Wednesday, November 17, 2010

RA update ...

I had an appointment with my rheumatologist, who I shall call Dr. Pretend to Listen, scheduled for October, but I was having quite a bit more pain so they were able to fit me in early. I had typed up a whole page of notes detailing all of the new issues I have been having, such as pain in my hips. She casually glanced at it and then stuffed it into my file. She asked a couple of questions, but I could basically tell that she had already decided what she wanted to do, which was prescribing methotrexate. She did not explain the drug at all. Instead she relied on a piece of paper detailing the side effects of mtx, which frankly just scared the shit out of me. I did try to voice my concerns and ask more questions, but as far as she was concerned the appointment was over.

I went home feeling defeated and scared of my new prescription. I could not help but question whether I was at the point where I needed to take such a serious drug, but the doctor knows best, right? I tried to read as much as I could about mtx and plan for the possible side effects the best I could, which I detailed in previous posts. But honestly all I managed to do was freak myself out even more.

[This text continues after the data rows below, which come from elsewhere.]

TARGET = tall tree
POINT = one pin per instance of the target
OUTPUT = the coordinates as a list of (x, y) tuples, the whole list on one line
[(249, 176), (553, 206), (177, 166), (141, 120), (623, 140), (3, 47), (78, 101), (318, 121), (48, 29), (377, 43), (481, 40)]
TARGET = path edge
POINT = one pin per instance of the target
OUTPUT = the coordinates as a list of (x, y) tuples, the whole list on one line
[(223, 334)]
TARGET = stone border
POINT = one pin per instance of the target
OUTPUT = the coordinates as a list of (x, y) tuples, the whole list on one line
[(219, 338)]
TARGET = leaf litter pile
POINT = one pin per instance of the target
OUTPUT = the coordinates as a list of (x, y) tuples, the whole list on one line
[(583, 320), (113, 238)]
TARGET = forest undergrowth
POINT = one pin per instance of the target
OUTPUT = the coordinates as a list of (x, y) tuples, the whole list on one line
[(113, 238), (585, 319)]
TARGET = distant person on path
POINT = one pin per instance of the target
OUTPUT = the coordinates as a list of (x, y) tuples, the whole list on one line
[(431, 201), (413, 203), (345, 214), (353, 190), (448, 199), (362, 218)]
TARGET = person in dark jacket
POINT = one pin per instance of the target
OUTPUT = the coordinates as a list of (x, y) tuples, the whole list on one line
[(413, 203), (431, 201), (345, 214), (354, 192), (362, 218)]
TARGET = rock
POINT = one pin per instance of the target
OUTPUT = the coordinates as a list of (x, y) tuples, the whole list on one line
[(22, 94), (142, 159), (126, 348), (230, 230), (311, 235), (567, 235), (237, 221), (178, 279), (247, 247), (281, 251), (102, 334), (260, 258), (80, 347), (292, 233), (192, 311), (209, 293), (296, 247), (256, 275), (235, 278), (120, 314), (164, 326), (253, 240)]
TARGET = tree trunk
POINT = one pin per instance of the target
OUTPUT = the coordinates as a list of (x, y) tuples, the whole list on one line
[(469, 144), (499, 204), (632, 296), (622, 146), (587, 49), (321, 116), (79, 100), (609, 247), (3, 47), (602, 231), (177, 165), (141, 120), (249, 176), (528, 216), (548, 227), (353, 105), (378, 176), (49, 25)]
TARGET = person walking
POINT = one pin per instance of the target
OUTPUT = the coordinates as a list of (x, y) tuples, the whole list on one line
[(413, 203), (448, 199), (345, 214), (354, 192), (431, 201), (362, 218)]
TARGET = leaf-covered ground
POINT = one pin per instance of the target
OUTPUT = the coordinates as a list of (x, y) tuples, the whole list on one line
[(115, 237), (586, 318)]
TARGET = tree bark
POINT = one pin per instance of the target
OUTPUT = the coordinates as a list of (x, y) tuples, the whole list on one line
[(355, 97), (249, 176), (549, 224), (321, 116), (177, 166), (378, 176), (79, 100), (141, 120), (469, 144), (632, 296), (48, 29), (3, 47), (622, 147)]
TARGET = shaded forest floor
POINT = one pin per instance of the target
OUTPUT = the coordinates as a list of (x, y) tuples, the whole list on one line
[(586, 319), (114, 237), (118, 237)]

I took my first dose just before bed on a Saturday night. I woke up a hour later with my heart pounding and progressed into a full blown panic attack. I could not help but wonder if I made myself vomit, could I get the poison I had taken out of my system? And I did try, but I was not able to throw up. Eventually the anxiety wore me out and I fell back to sleep.

I slept a lot on Sunday, but felt descent and actually thought maybe the side effects would not be too bad for me. Then I woke up on Monday and realized that I was very wrong. I was sick to my stomach, my whole body hurt, and I wanted to crawl back into bed. I continued to feel that way the rest of the week and by Friday I had also come down with the flu. I called Dr. Pretend to Listen and she advised me to skip a week of the mtx so I could get over the illness.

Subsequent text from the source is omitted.